Recently I was working on a SQL performance problem and looking at the statement I found an unusual clause of the form
where NVL(date_column,sysdate) < date '2022-10-01'
Note: in the example I’ve used a date literal for the sake of illustration. The actual code used a variable; but the problem exists either way.
Checking with the users, I found the date criteria would always be for prior months. That is, this query ran in October 2022, looking for data from September and earlier. The next time this process would run would be in November, looking for October data and earlier.
Since the query always looks for data from prior months, any NULL values for the date_column will be converted to the current date/time which will always be greater than or equal to the date limit parameter. Even if the report ran at 2022-10-01 00:00:00.0 it would still exclude all NULL values by converting them to a date outside the specified upper range. Thus causing the NULLs to be excluded from the report.

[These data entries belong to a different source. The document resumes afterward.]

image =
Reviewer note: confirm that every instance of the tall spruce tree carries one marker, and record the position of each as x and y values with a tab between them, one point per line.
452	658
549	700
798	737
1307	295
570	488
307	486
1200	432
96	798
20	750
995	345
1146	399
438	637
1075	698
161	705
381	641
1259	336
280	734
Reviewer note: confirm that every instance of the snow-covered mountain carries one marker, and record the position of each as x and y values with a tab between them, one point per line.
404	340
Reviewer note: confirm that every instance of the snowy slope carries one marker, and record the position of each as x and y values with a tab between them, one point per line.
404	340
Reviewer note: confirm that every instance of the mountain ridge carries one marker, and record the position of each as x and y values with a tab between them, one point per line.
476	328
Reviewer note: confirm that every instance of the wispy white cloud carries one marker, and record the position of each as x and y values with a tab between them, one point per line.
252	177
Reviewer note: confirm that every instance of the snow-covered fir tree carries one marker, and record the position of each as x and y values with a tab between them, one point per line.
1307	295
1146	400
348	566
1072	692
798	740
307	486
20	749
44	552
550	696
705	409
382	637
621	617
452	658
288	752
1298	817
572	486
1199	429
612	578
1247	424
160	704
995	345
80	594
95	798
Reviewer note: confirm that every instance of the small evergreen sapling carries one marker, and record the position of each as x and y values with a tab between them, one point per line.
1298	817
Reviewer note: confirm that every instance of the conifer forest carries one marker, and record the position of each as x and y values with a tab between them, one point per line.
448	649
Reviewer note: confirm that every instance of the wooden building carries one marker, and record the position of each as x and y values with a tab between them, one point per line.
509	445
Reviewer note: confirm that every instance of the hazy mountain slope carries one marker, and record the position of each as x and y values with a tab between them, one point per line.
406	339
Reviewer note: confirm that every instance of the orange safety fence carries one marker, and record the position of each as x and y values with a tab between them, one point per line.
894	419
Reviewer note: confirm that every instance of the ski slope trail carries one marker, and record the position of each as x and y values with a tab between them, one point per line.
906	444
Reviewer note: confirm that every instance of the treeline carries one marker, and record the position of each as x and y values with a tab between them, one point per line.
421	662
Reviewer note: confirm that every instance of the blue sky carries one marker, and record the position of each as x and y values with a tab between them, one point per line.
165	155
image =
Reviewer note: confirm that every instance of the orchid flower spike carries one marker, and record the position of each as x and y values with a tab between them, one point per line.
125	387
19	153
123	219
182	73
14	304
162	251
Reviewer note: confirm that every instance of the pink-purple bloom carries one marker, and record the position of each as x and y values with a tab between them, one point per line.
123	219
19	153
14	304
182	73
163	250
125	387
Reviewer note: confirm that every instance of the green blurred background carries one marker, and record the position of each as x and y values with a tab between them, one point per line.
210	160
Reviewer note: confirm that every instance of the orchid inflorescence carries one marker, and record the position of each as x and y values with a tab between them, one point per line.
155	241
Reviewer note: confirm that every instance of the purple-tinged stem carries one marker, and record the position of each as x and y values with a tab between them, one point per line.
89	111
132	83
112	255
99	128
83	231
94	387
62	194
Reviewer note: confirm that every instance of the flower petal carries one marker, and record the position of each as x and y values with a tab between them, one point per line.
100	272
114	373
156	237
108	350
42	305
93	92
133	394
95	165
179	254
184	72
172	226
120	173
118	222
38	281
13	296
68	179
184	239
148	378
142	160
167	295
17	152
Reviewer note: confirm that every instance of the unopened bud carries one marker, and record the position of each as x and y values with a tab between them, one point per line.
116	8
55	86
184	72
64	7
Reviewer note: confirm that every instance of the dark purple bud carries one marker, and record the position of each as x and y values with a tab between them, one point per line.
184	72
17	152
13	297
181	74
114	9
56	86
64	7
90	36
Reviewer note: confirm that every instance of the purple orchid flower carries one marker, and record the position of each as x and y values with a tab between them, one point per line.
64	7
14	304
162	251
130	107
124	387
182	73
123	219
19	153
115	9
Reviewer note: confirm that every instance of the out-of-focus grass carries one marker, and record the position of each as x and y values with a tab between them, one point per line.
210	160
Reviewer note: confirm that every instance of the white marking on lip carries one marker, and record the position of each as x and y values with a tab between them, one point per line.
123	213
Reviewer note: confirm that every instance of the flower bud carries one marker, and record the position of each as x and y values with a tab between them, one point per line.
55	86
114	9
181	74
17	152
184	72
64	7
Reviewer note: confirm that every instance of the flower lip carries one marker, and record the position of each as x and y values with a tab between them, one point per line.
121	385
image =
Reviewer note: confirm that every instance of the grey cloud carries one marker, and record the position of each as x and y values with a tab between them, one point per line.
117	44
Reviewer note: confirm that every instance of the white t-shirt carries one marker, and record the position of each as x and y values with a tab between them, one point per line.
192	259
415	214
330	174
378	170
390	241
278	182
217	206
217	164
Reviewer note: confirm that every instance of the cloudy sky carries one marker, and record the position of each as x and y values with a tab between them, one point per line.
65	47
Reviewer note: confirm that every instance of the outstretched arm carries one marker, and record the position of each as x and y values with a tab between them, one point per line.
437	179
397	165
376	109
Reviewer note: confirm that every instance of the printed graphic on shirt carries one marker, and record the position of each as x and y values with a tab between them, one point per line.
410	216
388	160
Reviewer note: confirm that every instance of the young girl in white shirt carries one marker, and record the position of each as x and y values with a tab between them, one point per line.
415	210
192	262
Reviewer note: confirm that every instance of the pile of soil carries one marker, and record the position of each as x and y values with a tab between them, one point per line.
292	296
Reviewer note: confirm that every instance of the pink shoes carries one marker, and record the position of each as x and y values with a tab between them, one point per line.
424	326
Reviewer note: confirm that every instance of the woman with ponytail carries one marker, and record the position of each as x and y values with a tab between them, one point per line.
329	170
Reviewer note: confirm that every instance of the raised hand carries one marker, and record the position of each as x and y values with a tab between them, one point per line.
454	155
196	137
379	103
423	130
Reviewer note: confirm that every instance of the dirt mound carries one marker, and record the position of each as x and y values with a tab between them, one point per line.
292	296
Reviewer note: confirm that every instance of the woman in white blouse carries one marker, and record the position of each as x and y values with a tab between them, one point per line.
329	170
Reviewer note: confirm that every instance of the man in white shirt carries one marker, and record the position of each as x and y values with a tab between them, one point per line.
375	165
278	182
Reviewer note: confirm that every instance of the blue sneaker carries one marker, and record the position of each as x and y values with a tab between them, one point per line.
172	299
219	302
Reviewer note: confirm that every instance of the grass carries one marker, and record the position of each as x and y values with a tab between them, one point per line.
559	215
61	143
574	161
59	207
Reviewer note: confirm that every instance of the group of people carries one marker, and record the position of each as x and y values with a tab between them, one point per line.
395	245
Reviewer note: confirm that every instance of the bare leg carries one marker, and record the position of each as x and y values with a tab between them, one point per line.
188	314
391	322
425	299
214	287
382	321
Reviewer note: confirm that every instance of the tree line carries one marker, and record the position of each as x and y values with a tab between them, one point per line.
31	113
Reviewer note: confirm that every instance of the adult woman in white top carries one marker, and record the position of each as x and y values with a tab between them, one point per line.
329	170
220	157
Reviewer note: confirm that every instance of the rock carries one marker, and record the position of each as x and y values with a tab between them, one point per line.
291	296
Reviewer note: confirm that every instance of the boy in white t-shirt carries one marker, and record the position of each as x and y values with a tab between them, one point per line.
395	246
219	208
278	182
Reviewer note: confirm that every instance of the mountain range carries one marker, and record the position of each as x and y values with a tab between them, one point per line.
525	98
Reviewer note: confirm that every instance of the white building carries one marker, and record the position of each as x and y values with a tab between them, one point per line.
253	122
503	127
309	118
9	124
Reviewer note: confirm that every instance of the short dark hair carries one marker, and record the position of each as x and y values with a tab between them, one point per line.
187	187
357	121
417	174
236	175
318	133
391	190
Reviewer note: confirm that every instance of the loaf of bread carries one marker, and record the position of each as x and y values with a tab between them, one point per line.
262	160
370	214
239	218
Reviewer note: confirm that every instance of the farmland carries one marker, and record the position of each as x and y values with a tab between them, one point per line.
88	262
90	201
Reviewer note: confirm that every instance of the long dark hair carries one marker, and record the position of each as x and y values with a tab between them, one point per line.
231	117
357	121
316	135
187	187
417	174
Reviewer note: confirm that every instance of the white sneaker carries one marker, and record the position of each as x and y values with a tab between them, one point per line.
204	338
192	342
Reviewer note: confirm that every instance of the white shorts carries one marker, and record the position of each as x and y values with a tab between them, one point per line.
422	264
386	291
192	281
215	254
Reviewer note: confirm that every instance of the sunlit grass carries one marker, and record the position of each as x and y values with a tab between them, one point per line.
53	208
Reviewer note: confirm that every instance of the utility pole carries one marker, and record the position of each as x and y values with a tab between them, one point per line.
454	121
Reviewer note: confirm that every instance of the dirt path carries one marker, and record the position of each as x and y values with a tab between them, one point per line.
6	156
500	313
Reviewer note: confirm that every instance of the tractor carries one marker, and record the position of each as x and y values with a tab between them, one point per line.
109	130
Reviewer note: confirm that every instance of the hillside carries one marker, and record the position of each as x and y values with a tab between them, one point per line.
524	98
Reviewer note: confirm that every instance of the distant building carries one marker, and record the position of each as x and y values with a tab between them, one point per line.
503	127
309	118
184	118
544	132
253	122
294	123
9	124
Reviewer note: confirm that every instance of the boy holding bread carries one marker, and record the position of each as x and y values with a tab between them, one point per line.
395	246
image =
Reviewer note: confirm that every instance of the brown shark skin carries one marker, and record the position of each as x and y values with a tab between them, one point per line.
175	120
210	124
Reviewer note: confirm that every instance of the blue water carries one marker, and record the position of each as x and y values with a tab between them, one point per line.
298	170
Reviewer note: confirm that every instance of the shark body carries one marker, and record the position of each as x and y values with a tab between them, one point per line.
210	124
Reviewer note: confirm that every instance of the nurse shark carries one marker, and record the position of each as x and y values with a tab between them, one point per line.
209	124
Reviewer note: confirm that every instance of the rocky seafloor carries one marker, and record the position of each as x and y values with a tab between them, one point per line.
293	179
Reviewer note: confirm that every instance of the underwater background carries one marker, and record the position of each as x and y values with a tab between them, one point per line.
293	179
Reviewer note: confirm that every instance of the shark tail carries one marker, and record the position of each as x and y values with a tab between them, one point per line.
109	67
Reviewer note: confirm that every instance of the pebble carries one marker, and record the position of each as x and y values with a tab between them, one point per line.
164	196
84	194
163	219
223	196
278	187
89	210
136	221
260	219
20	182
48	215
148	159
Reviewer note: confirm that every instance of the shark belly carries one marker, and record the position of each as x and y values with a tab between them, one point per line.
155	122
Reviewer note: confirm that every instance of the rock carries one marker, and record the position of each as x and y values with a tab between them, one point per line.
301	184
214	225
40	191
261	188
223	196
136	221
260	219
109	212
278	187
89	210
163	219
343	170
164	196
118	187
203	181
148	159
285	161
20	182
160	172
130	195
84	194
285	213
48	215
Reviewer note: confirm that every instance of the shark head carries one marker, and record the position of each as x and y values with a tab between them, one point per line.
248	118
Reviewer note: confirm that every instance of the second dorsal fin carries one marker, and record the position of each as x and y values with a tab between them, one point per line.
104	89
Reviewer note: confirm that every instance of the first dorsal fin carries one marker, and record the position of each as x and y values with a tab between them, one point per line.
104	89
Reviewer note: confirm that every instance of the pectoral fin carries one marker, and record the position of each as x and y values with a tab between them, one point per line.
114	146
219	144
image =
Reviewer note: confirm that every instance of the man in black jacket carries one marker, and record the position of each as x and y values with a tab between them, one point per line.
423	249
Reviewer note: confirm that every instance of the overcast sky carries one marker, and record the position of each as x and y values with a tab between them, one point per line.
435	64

So, the condition, as written, does function as intended; but it’s not necessary. If the date_column is NULL for a row, the condition for that row will be evaluated like this:
where NULL< date '2022-10-01'
The condition will not evaluate TRUE for NULL. Thus causing those rows to be excluded without needing to apply the NVL conversion
Furthermore, in this particular example, the date_column was indexed. So applying the NVL function to the column values prevented that index from being used. One might be tempted to create a function-based index on the NVL(date_column, sysdate) results but that won’t work because SYSDATE is not deterministic. You could, instead, use a static date impossibly far in the future so the condition will always return false. Something like this…
NVL(date_column, date '9999-12-31')
Then modify your queries to use the same construction in the SQL queries.
Following those steps would work, and would likely produce better performance by letting the optimizer use the new function-based index; but doing that, every row in the table will be indexed whether it is null or not. And, all those null values are values that you already know you will not want to be returned. So you are creating a new index and filling it full of values for the sole purpose of ignoring all those values.
Yes, it will work, but when stated like that, you can, hopefully, see that it’s a design that doesn’t sound quite right.
Also, remember the original date_column was already indexed. So not only can the simpler where date_column < date ‘2022-10-01’ use that index; but the null values for the column will not be included in that index. Thus, this index implicitly excludes all of the rows with NULL that we know we don’t want in our report.
In summary, adding extra “smarts” to the condition to try to handle NULLs only added complexity and a performance hit while providing no functional benefit over simply letting NULLs be processed, and excluded, natively.
Making the small change to the where clause to the form of
where date_column < date '2022-10-01'
not only improved performance by letting the index be used, the plan as a whole changed with a new driving table since the index statistics were now useful information to the optimizer.
The resulting performance benefit was about 350 times faster, again, simply by taking out the NVL() call and letting the NULLs do the work for them.
While I enjoy providing helpful tips, I’m especially happy to do so in memory of Joel Kallman in honor of all he gave to the Oracle community.
Thank you for reading, I hope you find it helpful. Questions and comments, as always, are welcome.